Book of a lifetime: The Pursuit of the Millennium by Norman Cohn
From The Independent archive: Bettany Hughes delves into the history of Millenarianism
One year, my mother inherited £500. This was a princely sum. My parents put the money towards a tiny, flint-faced cottage on the Kent coast. Their hope, a regular injection of sea air into the lungs of our urban childhood. And indeed religiously, every holiday and half-term, we would wind our way down (fewer motorways then) to the seaside town of Hythe.
The routine was simple. Long walks to the fishing beach, illicit trespasses with knee-high boyfriends onto the nearby firing range, icy dips in the Channel, wrap up warm, then read by the fire or al fresco. I must have made it through well over 500 books on that stony stretch of coastline. The view was British down to the last cast-iron lampost and Cornish-wafer ice cream, but the miles I covered in my head stretched beyond thousands.

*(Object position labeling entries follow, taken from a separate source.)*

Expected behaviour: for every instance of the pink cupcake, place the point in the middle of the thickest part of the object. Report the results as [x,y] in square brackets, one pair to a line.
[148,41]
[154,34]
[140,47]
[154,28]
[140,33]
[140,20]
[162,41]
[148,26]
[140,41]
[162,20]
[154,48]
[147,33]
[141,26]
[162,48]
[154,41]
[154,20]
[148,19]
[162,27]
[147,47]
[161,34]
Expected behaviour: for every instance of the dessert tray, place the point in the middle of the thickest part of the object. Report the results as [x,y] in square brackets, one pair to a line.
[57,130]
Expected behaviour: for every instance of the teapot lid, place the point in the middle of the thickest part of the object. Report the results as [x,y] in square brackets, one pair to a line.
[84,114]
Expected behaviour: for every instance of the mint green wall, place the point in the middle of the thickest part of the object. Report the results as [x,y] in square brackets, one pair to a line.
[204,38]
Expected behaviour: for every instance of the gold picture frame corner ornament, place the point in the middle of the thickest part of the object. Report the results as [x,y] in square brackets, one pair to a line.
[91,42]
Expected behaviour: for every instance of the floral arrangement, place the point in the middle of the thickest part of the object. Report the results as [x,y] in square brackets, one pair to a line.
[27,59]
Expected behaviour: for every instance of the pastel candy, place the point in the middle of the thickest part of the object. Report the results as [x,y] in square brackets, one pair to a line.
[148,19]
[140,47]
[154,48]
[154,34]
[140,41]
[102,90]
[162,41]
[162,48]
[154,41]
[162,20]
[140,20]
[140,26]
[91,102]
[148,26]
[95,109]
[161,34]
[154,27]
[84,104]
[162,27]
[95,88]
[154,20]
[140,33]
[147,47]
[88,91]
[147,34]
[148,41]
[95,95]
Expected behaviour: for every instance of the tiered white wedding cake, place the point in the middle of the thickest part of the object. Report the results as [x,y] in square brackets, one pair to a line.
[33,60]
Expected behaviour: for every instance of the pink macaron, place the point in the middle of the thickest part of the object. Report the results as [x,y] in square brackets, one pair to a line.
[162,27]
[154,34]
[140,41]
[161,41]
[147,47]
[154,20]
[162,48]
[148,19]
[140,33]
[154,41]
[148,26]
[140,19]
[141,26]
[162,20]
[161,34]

When I was 15, I borrowed (permanently) from the school library a disintegrating copy of Norman Cohn’s The Pursuit of the Millennium. I’d never gone abroad, but Cohn’s tightly printed pages sang of an exotic European world. This was a history book – of the best kind. Investigating the Millenarian fantasies of the Middle Ages, Cohn uncovered a landscape where emotion and attitude were more powerful than high politics. I devoured the tales of flagellants and choreomaniacs, who whipped or sang themselves into frenzies of eschatological expectation.